On sait par exemple que les dix câbles sous-marins internationaux entre Taiwan et les pays d’Asie-Pacifique font partie des cibles des sous-mariniers chinois. Les endommager perturberait les marchés du Japon, de Singapour, d’Indonésie et d’Australie. En plus de sa flotte militaire, la Chine dispose aussi d’un submersible scientifique capable de dépasser les 7000 mètres de profondeur: le Jiaolong. En 2013, il effectua une mission de 113 jours en mer de Chine méridionale, celle-là même où couve le fameux conflit des îles Spratleys, et autres Paracels, pour simplement, disent-ils, y «recueillir des coquillages».

La Chine s’est également inspirée du réseau américain d’hydrophones SOSUS (Sound Surveillance System), installé sur des milliers de kilomètres durant la Guerre froide, pour détecter les navires et sous-marins soviétiques. Beijing en a développé une version high-tech. Elle a notamment décidé de relier les récifs contestés de sa mer méridionale (Woody, Fiery Cross, Subi, Mischief et bientôt Scarborough) à une installation centrale de traitement et de surveillance qui se trouverait à Shanghai, via un réseau de fibre optiques U-DWDM [1]. Et c’est là que la construction d’îlots artificiels militarisés et l’appropriation de récifs naturels existants, revendiqués par les pays voisins, prend un sens particulier. Ils servent en effet de relais entre les capteurs hydrophones sous-marins de dernière génération et les réseaux optiques précités. Si on y ajoute l’intégration des trois triplets de microsatellites espions Chuang Xin 5, conçus pour capturer les transmissions électroniques de sous-marins, et dont le dernier a été lancé en décembre dernier, on a une idée de la barrière high-tech à couverture constante qu’est en train de s’offrir la Chine pour protéger son pré carré dans la mer qui porte son nom.
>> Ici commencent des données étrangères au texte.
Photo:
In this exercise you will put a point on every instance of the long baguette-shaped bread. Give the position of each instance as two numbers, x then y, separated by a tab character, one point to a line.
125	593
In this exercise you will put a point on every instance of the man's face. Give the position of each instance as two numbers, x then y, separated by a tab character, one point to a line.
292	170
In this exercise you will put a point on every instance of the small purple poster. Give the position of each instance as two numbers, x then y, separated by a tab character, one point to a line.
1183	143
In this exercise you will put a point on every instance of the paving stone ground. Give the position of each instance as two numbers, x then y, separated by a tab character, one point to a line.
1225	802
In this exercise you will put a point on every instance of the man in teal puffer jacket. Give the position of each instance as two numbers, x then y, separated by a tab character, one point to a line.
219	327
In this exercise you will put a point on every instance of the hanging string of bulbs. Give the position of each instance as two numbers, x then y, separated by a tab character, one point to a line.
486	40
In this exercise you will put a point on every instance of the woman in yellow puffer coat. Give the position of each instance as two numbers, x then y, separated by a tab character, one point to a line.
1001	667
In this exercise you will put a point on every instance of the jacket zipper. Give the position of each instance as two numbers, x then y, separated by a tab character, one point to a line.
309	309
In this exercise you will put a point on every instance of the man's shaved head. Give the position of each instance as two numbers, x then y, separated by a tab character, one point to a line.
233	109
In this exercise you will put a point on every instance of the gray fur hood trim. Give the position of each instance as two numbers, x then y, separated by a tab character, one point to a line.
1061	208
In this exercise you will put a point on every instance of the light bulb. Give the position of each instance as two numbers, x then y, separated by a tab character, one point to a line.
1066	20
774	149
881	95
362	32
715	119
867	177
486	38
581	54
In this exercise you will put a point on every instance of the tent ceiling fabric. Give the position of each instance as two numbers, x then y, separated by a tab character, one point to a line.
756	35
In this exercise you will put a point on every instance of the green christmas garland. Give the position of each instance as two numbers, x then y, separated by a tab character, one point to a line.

Et ce n’est pas tout, la guerre du câble touche aussi le domaine civil. C’est ainsi que HUAWEI s’est vu interdire l’installation d’un câble internet sous-marin de 4000 kilomètres entre l’Australie et les îles Salomon, en raison de risques d’espionnage avérés.

Pine Gap

Il est vrai que la présence de la station opérationnelle Rainfall, exploitée par la NSA, la CIA et le NRO [2], intéresse au plus haut point le gratin du renseignement chinois et que tout moyen de se connecter au réseau australien est bon à prendre. Située à Pine Gap, au sud d’Alice Springs, dans le Territoire du Nord de l’Australie, cette base fait partie du fameux réseau Echelon ou «Five Eyes». Mais son rôle n’est pas seulement d’écouter. Il est aussi de géolocaliser des cibles destinées à se faire tirer dessus en temps réel aussi bien par des drones américains que par des missiles balistiques alliés. Une fonction qui fait de l’Australie une cible inscrite notamment dans la ligne de tir nord-coréenne, au cas où les choses s’envenimeraient là-bas.

Le dilemme australien

Voici donc l’Australie bien embarrassée. D’un côté la Chine est son premier partenaire commercial, très loin devant les États-Unis, d’un autre, on ne gomme pas cent d’alliance avec l’oncle Sam aussi facilement. Après pas mal de tergiversations, il semble que le choix soit fait. L’Australie se range à 100 % côté US. Alors que le million et quelque de Chinois, bien implantés sur le continent austral, se considère en droit d’influencer le destin de son pays, le gouvernement de Malcolm Turnbull a décidé de leur serrer la vis. Finies notamment les donations chinoises aux partis politiques australiens, qui coulaient à flot. Sam Dastyari en sait quelque chose. Il est vrai que ce sénateur du Parti travailliste d’opposition, d’origine iranienne, ne s’est pas contenté de se faire financer par un membre de l’appareil communiste chinois. Il a dû démissionner parce qu’il l’avait en plus invité à fermer son portable en raison d’une très possible surveillance de sa personne par les services australiens.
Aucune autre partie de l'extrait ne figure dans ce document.